A rainy day can evoke images of everyone under their separate umbrellas, cut off from the rest of the world. Or those same umbrellas can bring two people together in cozy environs, such as in the songs “Bus Stop” by the Hollies or “A Fella With an Umbrella” from the musical “Easter Parade.”


It’s your world, and it’s up to you to decide how your characters will react to the weather you create for them.


So you’re one of those people


Weather takes its power from the fact that almost anyone can relate to it. How your characters relate to it can tell your readers something about them.


Take, for instance, the guy or gal who favors bright, sunshiny days. That might mean he’s got a cheerful disposition or that she’s always ready for skydiving or rock climbing. Or it could mean they’re responsible and anxious. They’ve got crops to plant or a house to paint, and they need every bit of sunshine they can grab.

The opposite, a snowy day, represents a struggle getting to work — scraping their windshield and getting slush in their shoes — for most adults. But maybe your character can’t wait to get home to build a snowman with the kids.


Many kids hear the words “snow day” and think of snowball fights and sledding. But you can turn the tables on your reader, like I did in “A Shovelful of Winter,” one of the stories in my book “Tasmanian Tigers, True Love and Other Elusive Things”:


With Dad’s words of, “Shovel the entire width of the walk,” ringing in my ears, I first cleared a path as wide as the blade of my little shovel. Then I reversed my steps. Working at right angles to my original path, I pushed a shovelful at a time off the walk and into the curb lawn. My feet began to feel numb inside my galoshes, so I stomped them up and down. My nose started to run, and I reached up to wipe it with my mitten.


Brrr! I need a cup of cocoa and a lie-down just reading that!


Menacing or mulling?

Getting the weather into your writing can be the difference between having a setting and performing on a bare stage. While some fascinating stories — such as “The Twilight Zone” episode “Five Characters in Search of an Exit” — have been written that way, the weather provides a distinct advantage in creating a mood.


But as Bananarama and Fun Boy Three once sang, “It ain't what you do; it's the way that you do it.” Many a fairy tale has taken place in a spooky, dimly lit forest, but Robert Frost creates a very different mood in his poem “Stopping by Woods on a Snowy Evening.”

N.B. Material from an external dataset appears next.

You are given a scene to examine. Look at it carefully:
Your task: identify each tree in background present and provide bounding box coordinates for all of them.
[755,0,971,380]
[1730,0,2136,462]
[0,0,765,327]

Even though the setting is “between the woods and frozen lake, the darkest evening of the year,” Frost writes, “The woods are lovely, dark and deep,” obviously a sheltering respite on his long journey.


In my upcoming novel, “Phantoms in the Field Zone,” I evoke the idiom of fog as confusing and menacing:


Sierra walked along a dark street — alone. It seemed like she’d been walking for miles. Wisps of fog danced around her ankles and masked the path ahead. The bitter wind swelled, stirring dry leaves and tossing them about. She pulled her sweater close around her.


But in “The Big Sleep,” Raymond Chandler uses fog in a more introspective way:


“Under the thinning fog, the surf curled and creamed, almost without sound, like a thought trying to form itself on the edge of consciousness.”

What are you prepared to do?


A popular axiom about the weather is often attributed to Mark Twain, who used it in one of his humorous lectures but was actually quoting his friend and fellow author, Charles Dudley Warner:


“Everybody complains about the weather, but nobody does anything about it.”


As a writer — whether of books, songs or just a letter to Aunt Martha — you are the master of your universe. You control the weather. Use it to your advantage.